Le nom le dit : manif, et fiesta.

Mario Franssen. Tout à fait, on vient à ManiFiesta pour les deux aspects. ManiFiesta est basé sur l'engagement de très nombreux bénévoles et il y a une atmosphère que l'on ne trouve nulle part ailleurs. On peut croiser, par exemple, des gens qu'on a rencontrés lors d’une manifestation. C'est pourquoi ManiFiesta a aussi un caractère très familial, chaleureux, intime. C'est un rassemblement de tous ceux qui soutiennent la lutte sociale.
Le timing entre aussi dans ce cadre. La Fête a lieu juste avant la rentrée politique. ManiFiesta veut également jouer un rôle à ce niveau-là, et montrer aux gens qu'ils ne sont pas seuls. La lutte sociale peut parfois être solitaire et le résultat se fait souvent attendre. C'est pourquoi nous invitons tant des représentants de mouvements de lutte qui ont remporté des victoires, comme Adriana Alvarez, une syndicaliste américaine qui a lutté avec succès au McDonald’s où elle travaille pour arracher des augmentations de salaire et qui est co-responsable de la campagne pour un salaire minimum de 15 dollars, que des personnes impliquées dans la lutte d'aujourd'hui. Avec ManiFiesta, nous voulons donner un coup de boost à la lutte sociale et faire en sorte que les gens repartent avec plus d'énergie qu'à leur arrivée.

ManiFiesta est le coup d'envoi d'un automne chaud ?
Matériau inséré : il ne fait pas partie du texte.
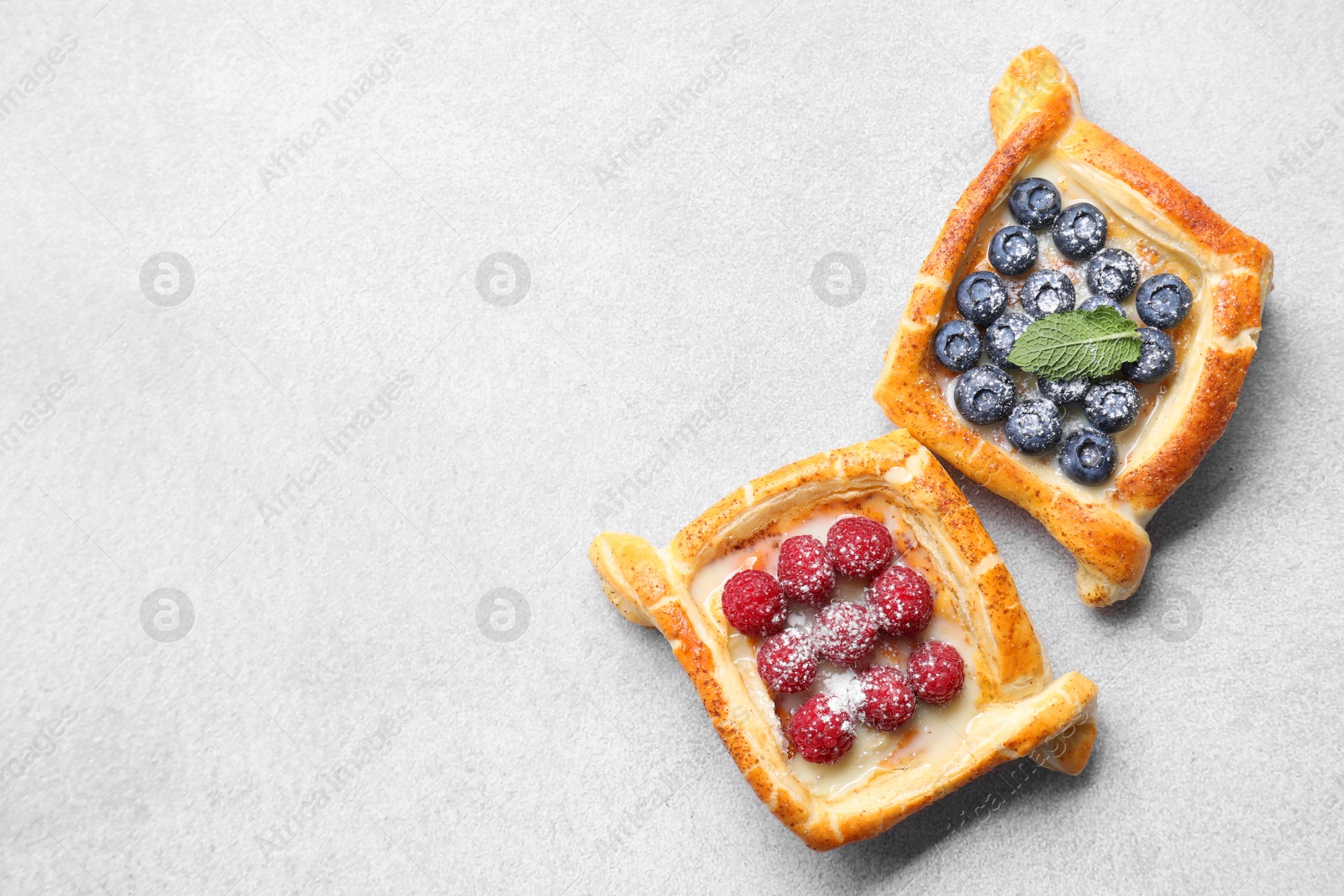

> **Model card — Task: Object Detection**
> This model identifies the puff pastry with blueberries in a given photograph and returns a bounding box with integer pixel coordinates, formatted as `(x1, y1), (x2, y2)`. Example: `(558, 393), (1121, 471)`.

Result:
(589, 430), (1097, 851)
(874, 47), (1273, 605)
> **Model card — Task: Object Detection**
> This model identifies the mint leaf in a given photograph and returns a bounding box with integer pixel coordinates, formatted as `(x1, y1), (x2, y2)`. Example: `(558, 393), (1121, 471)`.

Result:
(1008, 305), (1142, 380)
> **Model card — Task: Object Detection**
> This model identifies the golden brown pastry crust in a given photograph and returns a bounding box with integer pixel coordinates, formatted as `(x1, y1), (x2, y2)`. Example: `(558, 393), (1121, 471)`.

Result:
(589, 430), (1097, 851)
(874, 47), (1273, 605)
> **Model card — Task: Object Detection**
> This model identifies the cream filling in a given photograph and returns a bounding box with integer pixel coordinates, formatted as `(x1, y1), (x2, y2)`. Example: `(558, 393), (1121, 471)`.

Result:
(690, 495), (979, 797)
(936, 156), (1212, 521)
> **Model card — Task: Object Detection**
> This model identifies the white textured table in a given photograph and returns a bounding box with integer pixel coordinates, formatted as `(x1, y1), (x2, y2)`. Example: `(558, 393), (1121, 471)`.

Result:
(0, 0), (1344, 896)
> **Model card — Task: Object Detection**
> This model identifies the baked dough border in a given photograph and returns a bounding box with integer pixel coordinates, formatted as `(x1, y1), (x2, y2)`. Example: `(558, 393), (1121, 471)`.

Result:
(874, 47), (1274, 605)
(589, 430), (1097, 851)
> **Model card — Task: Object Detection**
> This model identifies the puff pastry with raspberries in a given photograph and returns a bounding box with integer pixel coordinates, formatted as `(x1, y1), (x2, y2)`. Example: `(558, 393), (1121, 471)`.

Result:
(589, 430), (1097, 851)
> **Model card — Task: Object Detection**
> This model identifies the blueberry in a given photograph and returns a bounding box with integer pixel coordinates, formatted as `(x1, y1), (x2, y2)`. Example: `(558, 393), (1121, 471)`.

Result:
(1004, 398), (1064, 454)
(1008, 177), (1060, 230)
(1087, 249), (1138, 301)
(953, 364), (1017, 423)
(1134, 274), (1194, 329)
(1120, 327), (1176, 383)
(985, 312), (1031, 367)
(1084, 380), (1142, 432)
(1050, 203), (1106, 260)
(1058, 428), (1120, 485)
(1037, 376), (1091, 405)
(1078, 296), (1125, 314)
(932, 321), (979, 371)
(1017, 270), (1074, 321)
(990, 226), (1037, 274)
(957, 270), (1008, 327)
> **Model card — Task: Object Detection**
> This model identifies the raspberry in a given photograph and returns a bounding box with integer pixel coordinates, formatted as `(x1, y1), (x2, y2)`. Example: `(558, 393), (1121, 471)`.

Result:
(757, 629), (817, 693)
(858, 666), (916, 731)
(789, 693), (853, 764)
(827, 516), (895, 579)
(869, 567), (932, 638)
(811, 600), (878, 666)
(723, 569), (789, 638)
(906, 641), (966, 703)
(778, 535), (836, 607)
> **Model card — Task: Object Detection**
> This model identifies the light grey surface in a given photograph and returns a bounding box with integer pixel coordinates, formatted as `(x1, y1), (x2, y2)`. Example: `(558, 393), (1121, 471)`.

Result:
(0, 0), (1344, 896)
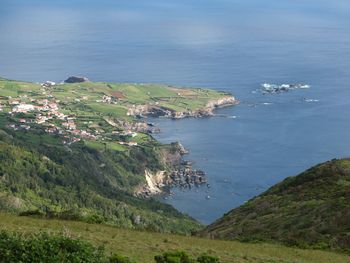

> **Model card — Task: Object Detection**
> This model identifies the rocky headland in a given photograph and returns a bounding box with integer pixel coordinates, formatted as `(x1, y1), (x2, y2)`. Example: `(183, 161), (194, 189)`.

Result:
(128, 96), (239, 119)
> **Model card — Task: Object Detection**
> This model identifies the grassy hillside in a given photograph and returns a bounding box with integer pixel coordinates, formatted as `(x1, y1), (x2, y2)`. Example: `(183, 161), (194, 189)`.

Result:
(0, 127), (199, 233)
(0, 78), (237, 234)
(0, 213), (350, 263)
(201, 159), (350, 253)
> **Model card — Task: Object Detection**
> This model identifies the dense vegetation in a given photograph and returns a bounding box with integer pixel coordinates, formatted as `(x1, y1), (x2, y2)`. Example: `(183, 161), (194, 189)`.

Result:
(0, 128), (199, 233)
(0, 231), (219, 263)
(201, 159), (350, 252)
(0, 213), (350, 263)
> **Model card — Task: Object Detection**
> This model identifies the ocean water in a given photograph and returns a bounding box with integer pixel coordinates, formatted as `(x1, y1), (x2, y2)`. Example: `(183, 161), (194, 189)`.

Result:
(0, 0), (350, 223)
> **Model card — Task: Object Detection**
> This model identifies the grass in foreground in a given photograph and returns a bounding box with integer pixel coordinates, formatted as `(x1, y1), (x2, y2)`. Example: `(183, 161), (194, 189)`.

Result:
(0, 214), (350, 263)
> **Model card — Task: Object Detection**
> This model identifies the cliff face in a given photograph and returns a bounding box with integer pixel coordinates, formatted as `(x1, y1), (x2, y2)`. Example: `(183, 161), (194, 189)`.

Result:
(199, 159), (350, 254)
(135, 142), (206, 198)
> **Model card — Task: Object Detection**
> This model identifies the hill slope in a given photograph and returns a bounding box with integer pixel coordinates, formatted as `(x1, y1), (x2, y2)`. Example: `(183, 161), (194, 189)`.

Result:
(0, 78), (235, 234)
(0, 213), (350, 263)
(200, 159), (350, 250)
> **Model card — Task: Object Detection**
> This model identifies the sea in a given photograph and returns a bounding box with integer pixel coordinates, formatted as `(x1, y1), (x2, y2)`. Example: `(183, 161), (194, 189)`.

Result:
(0, 0), (350, 224)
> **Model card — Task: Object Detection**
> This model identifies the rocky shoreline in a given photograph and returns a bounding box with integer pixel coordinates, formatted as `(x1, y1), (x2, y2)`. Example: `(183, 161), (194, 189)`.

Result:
(128, 96), (239, 119)
(135, 142), (207, 198)
(133, 95), (239, 198)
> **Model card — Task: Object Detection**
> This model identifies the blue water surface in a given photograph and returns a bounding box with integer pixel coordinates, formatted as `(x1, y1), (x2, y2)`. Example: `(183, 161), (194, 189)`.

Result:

Mario Franssen. Effectivement, nous donnons le coup d'envoi d'une année sociale chaude, parce que nous constatons que les gens sont en colère et veulent agir. ManiFiesta crée pendant deux jours l'occasion de montrer nos principes dans la pratique, de débattre et d’expérimenter le monde tel qu’on voudrait qu’il soit.
Maintenant, évidemment, ManiFiesta est aussi une fête. Les gens ont besoin de contact social. L'expérience nous montre que tous ceux qui viennent à ManiFiesta en repartent toujours très contents.
ManiFiesta est l’occasion de jeter un regard sur l’année écoulée, les luttes et les actions menées, ainsi que de profiter d’un week-end de détente bien mérité. Le gouvernement à venir continuera sans doute la politique actuelle. Une opposition forte sera certainement nécessaire au Parlement, mais à ManiFiesta, on montre que le changement ne viendra pas que de là. La lutte sociale est la base du vrai changement. Les jeunes qui ont manifesté pour le climat l’ont bien montré.

L'engagement de tous les bénévoles est aussi la raison pour laquelle un ticket week-end ne coûte que 25 euros ?

Mario Franssen. Dès le début, nous voulions que ManiFiesta soit accessible à tous. Un ticket d'une journée coûte 13 euros, pour deux jours, c'est 25 euros. Nous organisons le transport en bus, gratuit avec un ticket, depuis la plupart des grandes villes de tout le pays. Nous encourageons tout le monde à venir en bus à ManiFiesta ou à prendre les transports publics. La nourriture est également à un prix très démocratique pour n'exclure personne. ManiFiesta est la fête des gens, basée sur des bénévoles, conçue à la mesure des gens. Il y a d'ailleurs aussi un accès direct à la plage depuis le terrain du festival, ce qui est aussi important.

On peut aussi loger tout près de ManiFiesta ?

Mario Franssen. Oui, les gens peuvent d’ailleurs réserver un logement à prix très démocratique sur notre site. Au camping, C'est seulement six euros la nuit. Mais il y a aussi une auberge de jeunesse. Si on veut en faire un séjour du vendredi au lundi, pas de souci, on peut dormir à 500 mètres du terrain.